Die Auslandskrankenversicherung
Und wird man im Urlaub auch mal schwach, macht einen die Auslandskrankenversicherung wieder wach
An alles wird gedacht, ein neuer Koffer gekauft, die Klamotten werden auf den neuesten Stand gebracht und das alles für den nächsten Urlaub. Es wird quasi an alles gedacht, oder? Wie steht es mit einer Auslandskrankenversicherung? Viele Urlauber denken, ich habe ja meine Krankenversicherung, wozu benötige ich da noch eine extra Auslandskrankenversicherung. Die Frage ist berechtigt, denn es kommt immer darauf an, wohin die Reise geht. Aber selbst, wenn es ein europäisches Ziel ist, reicht im Allgemeinen die normale Krankenkasse nicht aus.

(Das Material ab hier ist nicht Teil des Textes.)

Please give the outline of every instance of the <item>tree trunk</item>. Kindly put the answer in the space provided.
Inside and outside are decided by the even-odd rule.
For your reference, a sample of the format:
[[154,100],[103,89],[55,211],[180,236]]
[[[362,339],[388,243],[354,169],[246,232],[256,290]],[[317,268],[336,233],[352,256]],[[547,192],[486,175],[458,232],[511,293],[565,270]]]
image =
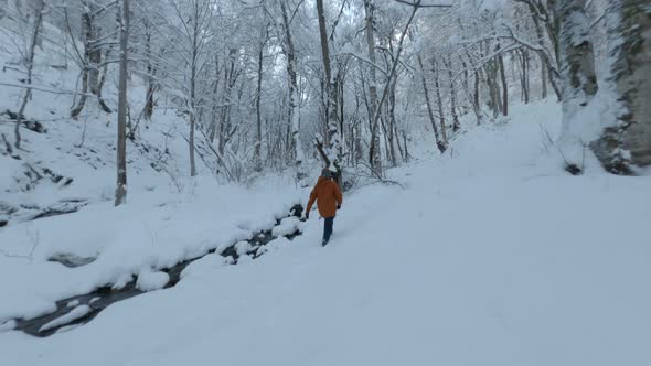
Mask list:
[[121,0],[120,12],[120,75],[118,94],[117,187],[115,205],[127,201],[127,67],[129,42],[129,0]]
[[20,142],[21,142],[21,137],[20,137],[20,125],[22,125],[22,119],[23,119],[23,114],[25,111],[25,108],[28,106],[28,101],[31,99],[32,97],[32,76],[33,76],[33,72],[34,72],[34,55],[36,53],[36,44],[39,42],[39,33],[41,30],[41,23],[43,22],[43,9],[45,8],[45,2],[44,0],[39,0],[36,3],[36,8],[34,9],[34,29],[33,29],[33,33],[32,33],[32,37],[30,40],[30,44],[28,45],[28,60],[26,60],[26,68],[28,68],[28,77],[25,80],[25,84],[28,85],[28,88],[25,89],[25,94],[23,95],[23,99],[22,103],[20,104],[20,108],[18,110],[18,115],[15,116],[15,127],[14,127],[14,134],[15,134],[15,148],[20,149]]
[[[328,131],[327,143],[329,147],[329,154],[332,157],[331,161],[334,165],[339,165],[339,158],[341,155],[341,147],[339,141],[339,126],[337,122],[337,99],[335,99],[335,83],[332,78],[332,69],[330,67],[330,50],[328,45],[328,30],[326,29],[326,12],[323,10],[323,0],[317,0],[317,14],[319,17],[319,34],[321,36],[321,54],[323,57],[323,72],[326,73],[326,96],[327,96],[327,115],[328,115]],[[338,180],[341,180],[338,170]],[[341,182],[340,182],[341,183]]]
[[260,111],[260,100],[263,98],[263,56],[265,51],[265,43],[260,43],[258,49],[258,69],[257,69],[257,89],[255,99],[255,112],[256,112],[256,142],[254,148],[254,164],[256,171],[263,170],[263,159],[260,148],[263,146],[263,116]]
[[452,73],[451,56],[445,63],[448,68],[448,77],[450,78],[450,114],[452,115],[452,131],[457,132],[461,128],[459,115],[457,114],[457,89],[455,88],[455,73]]
[[434,138],[436,139],[436,147],[442,154],[446,152],[447,146],[440,139],[438,133],[438,127],[436,126],[436,119],[434,117],[434,110],[431,108],[431,101],[429,100],[429,88],[427,87],[427,80],[425,78],[425,68],[423,67],[423,57],[418,54],[418,65],[420,66],[420,80],[423,82],[423,90],[425,92],[425,103],[427,105],[427,115],[429,116],[429,122],[431,123],[431,130],[434,131]]
[[151,52],[151,24],[149,23],[148,15],[142,17],[142,23],[145,26],[145,57],[147,58],[147,75],[145,79],[147,80],[147,92],[145,94],[145,119],[150,120],[151,116],[153,115],[153,63],[152,52]]
[[285,31],[285,56],[287,57],[287,76],[289,78],[289,108],[287,122],[290,127],[289,137],[289,159],[294,160],[295,165],[299,169],[297,176],[302,179],[305,173],[301,171],[301,163],[303,160],[302,147],[300,144],[300,119],[298,114],[299,95],[298,95],[298,79],[296,75],[296,51],[294,47],[294,39],[291,35],[291,28],[285,1],[280,1],[280,11],[282,13],[282,30]]
[[[611,26],[612,83],[623,107],[617,121],[591,143],[606,170],[633,174],[630,165],[651,165],[651,8],[648,1],[615,2]],[[628,152],[628,153],[625,153]]]
[[[371,80],[369,83],[369,94],[371,97],[370,106],[369,106],[369,119],[375,117],[377,111],[377,76],[375,74],[375,67],[377,65],[377,61],[375,57],[375,37],[373,34],[373,11],[375,7],[373,6],[372,0],[364,0],[364,11],[366,14],[365,22],[366,22],[366,47],[369,51],[369,61],[371,62],[371,66],[369,67],[369,74],[371,76]],[[380,111],[377,111],[380,112]],[[376,133],[372,133],[371,136],[371,147],[370,147],[370,163],[371,169],[377,176],[382,176],[382,154],[380,151],[380,130],[377,129]]]
[[502,80],[502,115],[509,116],[509,85],[506,84],[506,71],[504,69],[504,57],[498,56],[500,65],[500,78]]
[[562,0],[558,9],[561,56],[565,65],[561,139],[562,148],[566,149],[566,170],[573,174],[580,173],[583,169],[579,165],[584,150],[581,133],[586,130],[584,125],[593,122],[586,120],[584,112],[598,90],[585,6],[586,0]]
[[446,147],[448,146],[448,129],[446,127],[446,116],[444,110],[444,100],[440,93],[440,75],[439,75],[439,67],[438,61],[435,58],[431,60],[431,72],[434,73],[434,88],[436,92],[436,104],[438,106],[438,118],[440,120],[440,137],[444,140]]

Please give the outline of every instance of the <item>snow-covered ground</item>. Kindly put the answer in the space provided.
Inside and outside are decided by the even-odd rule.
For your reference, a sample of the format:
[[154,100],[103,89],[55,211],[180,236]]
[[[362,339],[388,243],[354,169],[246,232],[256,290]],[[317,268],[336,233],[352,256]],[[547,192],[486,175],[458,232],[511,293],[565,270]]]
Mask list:
[[[259,259],[224,266],[209,255],[174,288],[86,325],[47,338],[0,333],[0,364],[650,365],[651,179],[605,174],[590,159],[570,176],[542,132],[556,136],[558,107],[512,116],[391,171],[403,187],[344,196],[326,248],[312,215],[302,236]],[[3,247],[29,239],[20,230],[41,238],[31,260],[0,259],[2,314],[237,239],[307,198],[206,186],[1,229]],[[44,262],[53,248],[99,256],[67,269]]]

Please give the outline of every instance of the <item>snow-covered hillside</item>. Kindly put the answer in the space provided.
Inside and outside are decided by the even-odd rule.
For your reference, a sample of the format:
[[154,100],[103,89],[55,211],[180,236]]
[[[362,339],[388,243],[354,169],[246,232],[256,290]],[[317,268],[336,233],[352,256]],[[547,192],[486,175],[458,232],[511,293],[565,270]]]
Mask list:
[[[509,123],[460,136],[451,153],[391,171],[399,185],[348,194],[326,248],[311,217],[302,236],[277,239],[259,259],[224,266],[210,255],[177,287],[116,303],[86,325],[47,338],[1,333],[1,364],[650,364],[651,206],[640,197],[651,181],[597,169],[570,176],[544,132],[557,133],[558,107],[514,109]],[[4,228],[3,245],[21,230],[49,232],[32,259],[0,258],[1,313],[33,314],[137,261],[230,240],[238,219],[264,223],[263,206],[280,207],[264,193],[238,194],[199,191],[160,207],[145,196],[117,213],[98,206]],[[83,237],[100,217],[130,227],[110,245],[109,229]],[[151,238],[129,234],[145,226]],[[60,247],[100,255],[55,269],[44,255]]]

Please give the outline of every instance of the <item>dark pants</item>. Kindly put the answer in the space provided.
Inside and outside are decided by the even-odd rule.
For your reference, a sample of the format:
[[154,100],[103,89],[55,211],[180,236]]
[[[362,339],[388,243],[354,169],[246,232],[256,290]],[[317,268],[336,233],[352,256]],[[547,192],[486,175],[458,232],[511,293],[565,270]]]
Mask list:
[[323,241],[330,241],[330,235],[332,235],[332,225],[334,225],[334,216],[326,217],[323,223]]

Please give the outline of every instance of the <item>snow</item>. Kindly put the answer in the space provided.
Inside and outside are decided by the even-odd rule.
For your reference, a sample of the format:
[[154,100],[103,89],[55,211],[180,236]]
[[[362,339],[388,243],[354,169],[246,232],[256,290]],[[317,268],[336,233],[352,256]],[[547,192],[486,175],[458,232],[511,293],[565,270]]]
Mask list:
[[[53,36],[60,35],[57,29],[46,26]],[[12,47],[0,47],[0,64],[15,57],[6,52]],[[75,89],[78,69],[70,60],[66,71],[49,66],[63,63],[58,46],[44,42],[36,53],[34,83]],[[0,83],[19,85],[22,77],[8,68],[0,73]],[[115,82],[107,80],[105,87],[109,106],[117,100]],[[143,82],[132,77],[129,83],[130,106],[141,110]],[[20,90],[0,87],[0,110],[17,110]],[[169,103],[166,97],[160,96],[163,105]],[[21,152],[20,160],[0,154],[0,219],[9,220],[0,228],[0,293],[11,294],[0,301],[0,322],[32,319],[55,310],[61,299],[104,286],[122,288],[142,268],[158,271],[248,239],[271,228],[305,195],[294,179],[282,175],[268,175],[247,186],[216,180],[200,159],[199,176],[190,177],[183,139],[186,122],[160,108],[151,122],[142,122],[138,144],[127,143],[127,204],[114,208],[116,114],[98,111],[90,99],[82,116],[71,120],[71,95],[34,90],[25,116],[42,121],[47,133],[23,129],[22,146],[29,153]],[[0,122],[0,133],[11,140],[13,126]],[[25,177],[28,165],[50,169],[73,182],[67,186],[49,179],[31,182]],[[58,207],[71,198],[85,201],[79,213],[30,220],[40,208]],[[19,212],[8,215],[4,205]],[[238,227],[242,223],[245,227]],[[62,254],[96,259],[77,268],[47,261]]]
[[[44,43],[36,63],[58,64],[51,51]],[[0,52],[0,62],[13,58]],[[78,69],[70,66],[38,73],[35,83],[74,89]],[[8,69],[0,83],[20,77]],[[141,80],[129,83],[143,95]],[[115,104],[115,80],[105,92]],[[613,114],[599,101],[608,99],[600,92],[577,118]],[[0,110],[17,101],[18,89],[0,88]],[[236,266],[220,250],[247,251],[244,240],[305,204],[309,187],[282,175],[226,184],[201,162],[190,179],[185,122],[157,110],[141,144],[128,143],[128,201],[115,208],[115,116],[89,106],[70,120],[70,105],[67,95],[35,90],[26,115],[49,132],[24,130],[30,153],[21,160],[0,155],[0,204],[21,207],[0,214],[9,220],[0,228],[0,365],[651,365],[651,179],[605,174],[590,154],[584,175],[565,173],[561,152],[583,151],[556,140],[562,116],[551,99],[512,106],[500,123],[466,121],[442,157],[423,134],[410,153],[435,158],[388,170],[399,185],[346,193],[326,248],[322,220],[284,218],[264,255]],[[602,127],[575,126],[566,136],[577,140]],[[0,133],[11,137],[12,127],[0,123]],[[74,181],[31,182],[28,165]],[[70,198],[87,205],[29,220],[29,207]],[[302,235],[282,237],[296,230]],[[169,281],[162,269],[211,249],[177,286],[153,291]],[[49,261],[61,254],[96,259]],[[13,319],[135,276],[151,292],[88,324],[47,338],[14,331]],[[66,305],[74,309],[43,330],[90,311]]]
[[72,321],[75,321],[75,320],[82,317],[82,316],[86,316],[86,314],[88,314],[90,311],[92,311],[92,309],[88,305],[77,306],[77,308],[71,310],[70,313],[67,313],[63,316],[60,316],[60,317],[53,320],[52,322],[46,323],[45,325],[41,326],[39,332],[45,332],[45,331],[49,331],[53,327],[57,327],[60,325],[67,324]]
[[287,217],[280,222],[280,225],[274,227],[271,235],[275,237],[291,235],[300,230],[301,223],[297,217]]
[[162,289],[169,281],[170,276],[168,273],[146,269],[138,274],[136,288],[142,291],[153,291]]
[[0,324],[0,333],[11,331],[15,327],[15,321],[10,320]]
[[[270,241],[258,259],[225,266],[226,259],[209,255],[188,266],[175,287],[116,303],[68,332],[44,340],[1,333],[0,364],[649,365],[651,295],[643,289],[651,278],[651,207],[641,197],[649,196],[651,180],[565,173],[542,132],[557,136],[558,116],[552,101],[514,106],[508,123],[461,134],[453,153],[389,170],[404,187],[372,184],[349,194],[326,248],[319,245],[322,222],[312,219],[303,235]],[[427,141],[420,150],[436,147]],[[253,202],[246,201],[250,194],[236,198]],[[199,191],[195,200],[212,195]],[[210,215],[203,205],[177,203],[180,212],[199,211],[173,226],[177,235],[163,226],[152,233],[177,244],[202,230],[215,241],[232,239],[228,227],[243,215],[230,219],[222,212],[237,205],[212,203]],[[149,225],[179,215],[157,209],[124,215],[148,217]],[[218,220],[228,225],[209,229]],[[124,262],[108,250],[124,246],[111,243],[96,262],[65,271],[87,273],[108,258]],[[156,243],[139,260],[164,261],[162,255],[148,260],[171,254]],[[63,267],[34,257],[30,268],[41,280]],[[8,260],[0,268],[8,263],[20,269]],[[56,283],[78,286],[75,279],[57,277]],[[12,308],[3,299],[6,313],[26,304],[21,291],[42,292],[29,281],[14,289],[2,293],[23,301]]]

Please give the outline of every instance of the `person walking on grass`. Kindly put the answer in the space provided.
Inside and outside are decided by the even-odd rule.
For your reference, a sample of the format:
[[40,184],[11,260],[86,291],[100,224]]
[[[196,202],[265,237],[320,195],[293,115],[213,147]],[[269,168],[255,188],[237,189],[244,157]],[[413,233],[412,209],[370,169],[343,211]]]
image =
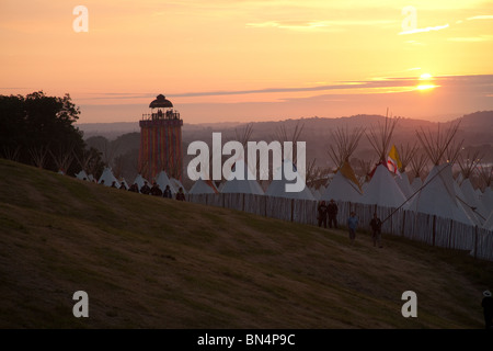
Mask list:
[[358,217],[356,217],[354,212],[351,212],[349,218],[347,218],[347,228],[349,229],[349,240],[353,245],[356,239],[356,229],[358,228]]
[[185,201],[185,193],[183,192],[183,188],[179,189],[179,192],[176,193],[176,200],[177,201]]
[[374,239],[374,247],[378,245],[379,248],[381,246],[381,219],[378,218],[377,213],[374,213],[374,218],[370,220],[371,227],[371,239]]

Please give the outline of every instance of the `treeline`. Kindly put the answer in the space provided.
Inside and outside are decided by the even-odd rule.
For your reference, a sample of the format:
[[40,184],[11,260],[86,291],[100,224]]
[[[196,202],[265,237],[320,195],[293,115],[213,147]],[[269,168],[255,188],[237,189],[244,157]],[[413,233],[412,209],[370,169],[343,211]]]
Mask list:
[[73,125],[79,114],[69,94],[0,95],[0,157],[70,176],[81,169],[100,176],[101,152],[89,148]]

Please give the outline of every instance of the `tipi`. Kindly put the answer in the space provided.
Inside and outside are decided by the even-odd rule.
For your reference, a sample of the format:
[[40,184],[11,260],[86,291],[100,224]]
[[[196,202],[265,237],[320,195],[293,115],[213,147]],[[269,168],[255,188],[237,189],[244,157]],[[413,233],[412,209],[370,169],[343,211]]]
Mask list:
[[347,126],[346,128],[337,128],[332,133],[332,140],[335,141],[335,145],[330,146],[329,156],[337,167],[337,170],[326,185],[325,191],[321,193],[320,200],[360,202],[362,186],[349,165],[349,157],[356,150],[363,133],[363,128],[355,128],[349,134]]

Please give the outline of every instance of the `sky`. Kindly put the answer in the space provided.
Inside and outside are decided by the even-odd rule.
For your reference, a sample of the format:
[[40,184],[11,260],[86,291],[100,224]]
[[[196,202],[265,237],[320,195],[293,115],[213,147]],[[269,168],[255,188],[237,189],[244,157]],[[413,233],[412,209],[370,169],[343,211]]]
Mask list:
[[1,0],[0,47],[0,94],[69,93],[79,123],[160,93],[191,124],[493,110],[493,1]]

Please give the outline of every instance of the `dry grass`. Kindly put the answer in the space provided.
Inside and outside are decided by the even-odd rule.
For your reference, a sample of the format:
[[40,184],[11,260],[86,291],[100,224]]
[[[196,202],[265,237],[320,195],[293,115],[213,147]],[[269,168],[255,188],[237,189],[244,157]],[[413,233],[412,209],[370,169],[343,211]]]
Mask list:
[[[0,160],[2,328],[482,328],[493,263]],[[74,318],[76,291],[89,318]],[[417,318],[401,295],[417,294]]]

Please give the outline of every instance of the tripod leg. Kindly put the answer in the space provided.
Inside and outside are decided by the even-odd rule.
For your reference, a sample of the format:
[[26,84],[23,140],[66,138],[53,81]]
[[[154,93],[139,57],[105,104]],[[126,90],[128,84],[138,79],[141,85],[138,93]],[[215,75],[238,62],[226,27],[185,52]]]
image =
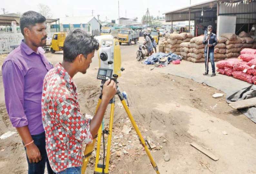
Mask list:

Ob mit dem eigenen Auto, Mietwagen oder im Ski-Urlaub. Passiert dort ein Unfall und es fallen Rückholkosten,
Bergungskosten oder sonstige vorher schwer kalkulierbare Kosten an, müssen diese aus eigener Tasche bezahlt werden, da dieser Leistungsbereich durch die Krankenkasse im Heimatland selten gedeckt sein wird.
Eine Auslandskrankenversicherung ist wichtiger als die Kreditkarte und der Umgang wesentlich billiger.
Durch die Gesundheitsreform sind Leistungen der Kassen entweder ganz gestrichen oder stark eingeschränkt worden. Leistungen die einmal zum Standard eines jeden Bürgers gehörten. Hier sollten rechtzeitig vor dem Reisebeginn die Leistungen der heimischen Krankenkasse in den Unterlagen studiert werden, sonst kann das Unheil nicht mehr weit sein.
Wer kann eine Auslandskrankenversicherung abschließen?
Jeder der in ein anderes Land zum Urlaub machen fliegt oder mit dem eigenen Auto dort hinfährt. Der Versicherungsbeginn setzt schon an der Grenze ein, bei sofortigem Abschluss. Die Versicherung ist unabhängig vom Alter und dem Gesundheitszustand und wird entweder für ein Jahr oder nur für die Reisezeit abgeschlossen.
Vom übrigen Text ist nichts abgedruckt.